Davalılar, davanın reddini dilemişlerdir.
Mahkemece, bilirkişi raporu esas alınmak ve davalının herhangi bir usulsüzlük yapmadığı gerekçe gösterilerek davanın reddine karar verilmiş; hüküm, davacı tarafından temyiz edilmiştir.
2009/13599-2010/5424
1-Davacı, davalı şirketten aralarında düzenledikleri protokol kapsamında defibrilatör cihazı ve aksesuarlarını temin ettiklerini, protokol uyarınca gümrükçe tasdikli ithalat faturaları ve gümrük giriş beyannamelerinde kurum aleyhine fiyat farkı olduğunun tespiti halinde bu farkın ödeneceğinin taahhüt edildiğini, yapılan incelemede fiyat farkı oluştuğunun tespit edildiğini, davalı şirketin taahhüdüne rağmen fiyat farkını ödemediğini ileri sürerek oluşan fiyat farkının tahsili istemiyle eldeki davayı açmıştır. Mahkemece, alınan bilirkişi raporu doğrultusunda herhangi bir usulsüzlük tespit edilemediği gerekçesiyle davanın reddine karar verilmiştir. Davalı şirketin ortak ve yöneticisi olan diğer davalılar … ve … hakkında kamuoyunda “Neşter Davası” olarak bilinen … 11. Ağır Ceza Mahkemesinin 2004/220 E. (2008/93E.) sayılı dosyası ile açılan ceza davasının halen derdest olduğu dosya kapsamından anlaşılmakta olup defibrilatör cihazı ve aksesuarlarının satışının bu davaya konu olup olmadığı dosya kapsamından anlaşılamamaktadır.
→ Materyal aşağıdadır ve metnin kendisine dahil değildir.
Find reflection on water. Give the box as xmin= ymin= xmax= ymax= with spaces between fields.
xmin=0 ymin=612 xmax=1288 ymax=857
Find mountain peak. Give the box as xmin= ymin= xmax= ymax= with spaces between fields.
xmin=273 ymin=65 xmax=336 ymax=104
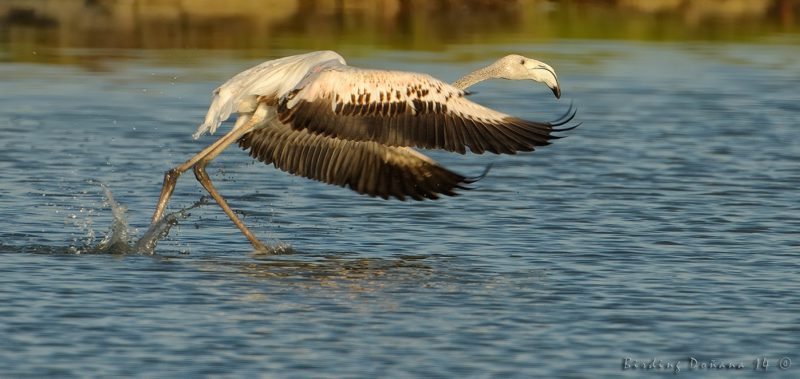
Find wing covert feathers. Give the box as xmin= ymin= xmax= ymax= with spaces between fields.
xmin=278 ymin=67 xmax=574 ymax=154
xmin=234 ymin=122 xmax=479 ymax=200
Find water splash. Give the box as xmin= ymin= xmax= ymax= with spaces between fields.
xmin=72 ymin=180 xmax=208 ymax=254
xmin=71 ymin=180 xmax=295 ymax=255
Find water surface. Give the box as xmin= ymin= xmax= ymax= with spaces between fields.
xmin=0 ymin=38 xmax=800 ymax=378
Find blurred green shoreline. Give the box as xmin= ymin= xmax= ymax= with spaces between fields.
xmin=0 ymin=0 xmax=800 ymax=63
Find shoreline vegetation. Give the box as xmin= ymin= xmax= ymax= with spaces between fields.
xmin=0 ymin=0 xmax=800 ymax=61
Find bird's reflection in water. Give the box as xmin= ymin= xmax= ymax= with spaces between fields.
xmin=240 ymin=253 xmax=433 ymax=290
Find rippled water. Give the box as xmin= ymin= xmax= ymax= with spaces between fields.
xmin=0 ymin=41 xmax=800 ymax=378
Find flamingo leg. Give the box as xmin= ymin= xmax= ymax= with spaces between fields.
xmin=194 ymin=123 xmax=267 ymax=251
xmin=152 ymin=107 xmax=268 ymax=250
xmin=151 ymin=137 xmax=230 ymax=224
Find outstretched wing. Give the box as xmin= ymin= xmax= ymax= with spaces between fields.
xmin=234 ymin=121 xmax=475 ymax=200
xmin=278 ymin=66 xmax=574 ymax=154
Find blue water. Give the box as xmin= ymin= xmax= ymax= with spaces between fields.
xmin=0 ymin=40 xmax=800 ymax=378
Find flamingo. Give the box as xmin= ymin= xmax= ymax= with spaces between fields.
xmin=152 ymin=51 xmax=578 ymax=251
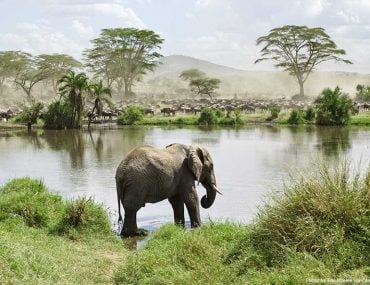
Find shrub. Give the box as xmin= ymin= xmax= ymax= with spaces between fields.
xmin=43 ymin=101 xmax=73 ymax=130
xmin=198 ymin=108 xmax=218 ymax=125
xmin=55 ymin=195 xmax=111 ymax=239
xmin=117 ymin=106 xmax=144 ymax=125
xmin=14 ymin=101 xmax=44 ymax=124
xmin=304 ymin=107 xmax=316 ymax=122
xmin=288 ymin=108 xmax=304 ymax=125
xmin=251 ymin=163 xmax=370 ymax=270
xmin=355 ymin=84 xmax=370 ymax=101
xmin=0 ymin=178 xmax=61 ymax=227
xmin=315 ymin=86 xmax=352 ymax=126
xmin=266 ymin=106 xmax=281 ymax=121
xmin=218 ymin=109 xmax=244 ymax=125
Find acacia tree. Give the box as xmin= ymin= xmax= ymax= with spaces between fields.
xmin=255 ymin=25 xmax=352 ymax=97
xmin=0 ymin=51 xmax=25 ymax=90
xmin=84 ymin=28 xmax=163 ymax=96
xmin=14 ymin=52 xmax=47 ymax=99
xmin=180 ymin=69 xmax=221 ymax=100
xmin=38 ymin=53 xmax=82 ymax=94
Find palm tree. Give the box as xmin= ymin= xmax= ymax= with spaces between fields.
xmin=88 ymin=80 xmax=112 ymax=128
xmin=58 ymin=70 xmax=88 ymax=128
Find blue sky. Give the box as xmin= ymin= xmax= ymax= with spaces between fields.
xmin=0 ymin=0 xmax=370 ymax=73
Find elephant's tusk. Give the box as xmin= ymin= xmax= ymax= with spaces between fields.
xmin=212 ymin=184 xmax=224 ymax=195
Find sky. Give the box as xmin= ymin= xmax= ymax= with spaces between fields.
xmin=0 ymin=0 xmax=370 ymax=73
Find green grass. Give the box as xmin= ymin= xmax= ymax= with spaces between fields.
xmin=114 ymin=164 xmax=370 ymax=285
xmin=349 ymin=113 xmax=370 ymax=126
xmin=0 ymin=178 xmax=128 ymax=284
xmin=138 ymin=116 xmax=198 ymax=125
xmin=0 ymin=163 xmax=370 ymax=285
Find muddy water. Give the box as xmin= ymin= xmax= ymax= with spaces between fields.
xmin=0 ymin=126 xmax=370 ymax=230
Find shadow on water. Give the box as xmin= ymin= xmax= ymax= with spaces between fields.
xmin=115 ymin=221 xmax=191 ymax=250
xmin=316 ymin=127 xmax=351 ymax=157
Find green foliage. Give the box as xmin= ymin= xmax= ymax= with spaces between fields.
xmin=288 ymin=108 xmax=305 ymax=125
xmin=114 ymin=223 xmax=244 ymax=285
xmin=198 ymin=108 xmax=218 ymax=125
xmin=0 ymin=178 xmax=61 ymax=227
xmin=304 ymin=107 xmax=316 ymax=122
xmin=57 ymin=70 xmax=89 ymax=129
xmin=255 ymin=25 xmax=352 ymax=97
xmin=252 ymin=161 xmax=370 ymax=271
xmin=0 ymin=178 xmax=111 ymax=239
xmin=0 ymin=178 xmax=127 ymax=284
xmin=43 ymin=98 xmax=73 ymax=127
xmin=315 ymin=86 xmax=352 ymax=126
xmin=350 ymin=116 xmax=370 ymax=126
xmin=266 ymin=106 xmax=281 ymax=121
xmin=14 ymin=100 xmax=44 ymax=124
xmin=355 ymin=84 xmax=370 ymax=102
xmin=117 ymin=106 xmax=144 ymax=125
xmin=84 ymin=28 xmax=163 ymax=96
xmin=55 ymin=198 xmax=111 ymax=239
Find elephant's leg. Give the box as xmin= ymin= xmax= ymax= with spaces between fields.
xmin=121 ymin=206 xmax=139 ymax=236
xmin=184 ymin=186 xmax=201 ymax=228
xmin=168 ymin=195 xmax=185 ymax=227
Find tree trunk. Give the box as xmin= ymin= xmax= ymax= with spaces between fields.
xmin=298 ymin=81 xmax=304 ymax=99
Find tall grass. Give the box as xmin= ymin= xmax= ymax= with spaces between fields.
xmin=114 ymin=163 xmax=370 ymax=284
xmin=0 ymin=178 xmax=128 ymax=284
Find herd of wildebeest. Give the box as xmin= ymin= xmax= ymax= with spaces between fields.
xmin=0 ymin=98 xmax=370 ymax=121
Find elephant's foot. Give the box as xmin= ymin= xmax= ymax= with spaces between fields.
xmin=121 ymin=228 xmax=149 ymax=237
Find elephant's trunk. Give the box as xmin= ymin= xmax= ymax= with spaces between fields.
xmin=200 ymin=184 xmax=221 ymax=209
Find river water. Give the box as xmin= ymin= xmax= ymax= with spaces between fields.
xmin=0 ymin=126 xmax=370 ymax=229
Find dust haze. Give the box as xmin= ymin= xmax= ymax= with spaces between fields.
xmin=0 ymin=55 xmax=370 ymax=109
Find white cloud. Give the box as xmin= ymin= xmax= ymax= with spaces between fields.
xmin=195 ymin=0 xmax=212 ymax=7
xmin=53 ymin=3 xmax=146 ymax=28
xmin=72 ymin=20 xmax=95 ymax=39
xmin=4 ymin=22 xmax=80 ymax=57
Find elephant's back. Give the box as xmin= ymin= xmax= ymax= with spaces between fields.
xmin=116 ymin=146 xmax=177 ymax=203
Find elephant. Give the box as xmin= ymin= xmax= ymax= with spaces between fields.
xmin=115 ymin=143 xmax=221 ymax=236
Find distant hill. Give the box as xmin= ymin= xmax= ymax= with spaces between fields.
xmin=148 ymin=55 xmax=247 ymax=78
xmin=136 ymin=55 xmax=370 ymax=97
xmin=0 ymin=55 xmax=370 ymax=108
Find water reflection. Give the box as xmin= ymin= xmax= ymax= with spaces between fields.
xmin=0 ymin=126 xmax=370 ymax=227
xmin=316 ymin=127 xmax=354 ymax=157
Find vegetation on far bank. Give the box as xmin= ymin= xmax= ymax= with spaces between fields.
xmin=0 ymin=161 xmax=370 ymax=284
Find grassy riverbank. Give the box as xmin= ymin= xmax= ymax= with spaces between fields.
xmin=0 ymin=178 xmax=128 ymax=284
xmin=0 ymin=162 xmax=370 ymax=284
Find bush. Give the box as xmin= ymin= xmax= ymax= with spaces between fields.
xmin=0 ymin=178 xmax=111 ymax=239
xmin=114 ymin=223 xmax=245 ymax=284
xmin=14 ymin=101 xmax=44 ymax=124
xmin=0 ymin=178 xmax=61 ymax=227
xmin=55 ymin=198 xmax=111 ymax=239
xmin=355 ymin=84 xmax=370 ymax=102
xmin=315 ymin=86 xmax=352 ymax=126
xmin=304 ymin=107 xmax=316 ymax=122
xmin=266 ymin=106 xmax=281 ymax=121
xmin=250 ymin=163 xmax=370 ymax=271
xmin=43 ymin=101 xmax=73 ymax=130
xmin=198 ymin=108 xmax=218 ymax=125
xmin=288 ymin=109 xmax=304 ymax=125
xmin=117 ymin=106 xmax=144 ymax=125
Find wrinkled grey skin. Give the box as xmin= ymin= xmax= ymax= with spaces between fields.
xmin=116 ymin=143 xmax=218 ymax=236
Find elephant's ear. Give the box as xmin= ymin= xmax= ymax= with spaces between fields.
xmin=188 ymin=146 xmax=203 ymax=182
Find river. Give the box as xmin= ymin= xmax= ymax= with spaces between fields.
xmin=0 ymin=126 xmax=370 ymax=229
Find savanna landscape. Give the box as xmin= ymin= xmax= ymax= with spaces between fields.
xmin=0 ymin=0 xmax=370 ymax=284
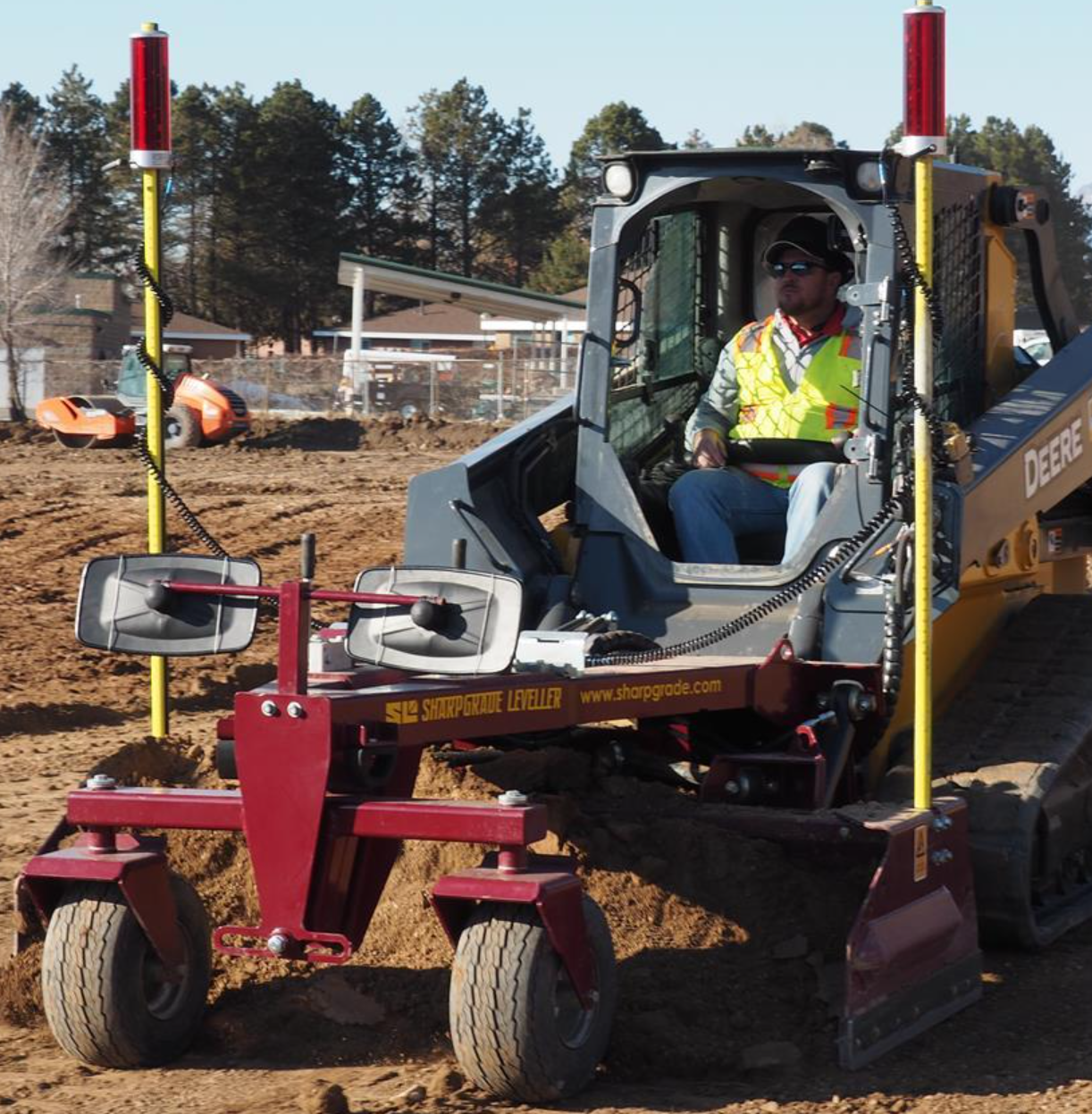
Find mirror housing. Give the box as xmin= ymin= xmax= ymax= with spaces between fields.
xmin=346 ymin=565 xmax=523 ymax=674
xmin=76 ymin=554 xmax=262 ymax=658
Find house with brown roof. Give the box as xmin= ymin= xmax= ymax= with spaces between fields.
xmin=312 ymin=302 xmax=492 ymax=353
xmin=126 ymin=302 xmax=253 ymax=360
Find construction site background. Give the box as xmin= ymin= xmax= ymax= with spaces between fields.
xmin=8 ymin=344 xmax=578 ymax=421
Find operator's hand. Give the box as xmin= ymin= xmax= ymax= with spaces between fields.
xmin=692 ymin=429 xmax=726 ymax=468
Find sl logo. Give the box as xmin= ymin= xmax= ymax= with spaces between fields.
xmin=387 ymin=699 xmax=418 ymax=723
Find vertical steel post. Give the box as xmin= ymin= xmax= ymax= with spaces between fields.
xmin=130 ymin=23 xmax=171 ymax=739
xmin=901 ymin=0 xmax=946 ymax=810
xmin=140 ymin=170 xmax=170 ymax=739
Öyle olunca mahkemece,işbu davaya konu defibrilatör cihazı ve aksesuarlarının ceza davasına konu edilip edilmediği araştırılarak konu edilmiş ise, B.K.nun 53. maddesi gereğince ceza mahkemesince tesbit edilen maddi vakıalar hukuk mahkemesini bağlayacağından, bu dava yönünden ceza mahkemesinde açılan kamu davasının sonucunun beklenmesi zorunludur. Mahkemece değinilen bu yön gözetilmeden eksik inceleme ile yazılı şekilde davanın reddine karar verilmesi usul ve yasaya aykırı olup, bozmayı gerektirir.
2-Bozma nedenine göre davacının diğer temyiz itirazlarının incelenmesine gerek görülmemiştir.
SONUÇ: Yukarıda (1) numaralı bentte açıklanan nedenlerle temyiz olunan hükmün temyiz eden davacı yararına BOZULMASINA, (2) numaralı bent gereğince davacının diğer temyiz itirazlarının incelenmesine yer olmadığına, 21.4.2010 gününde oybirliğiyle karar verildi.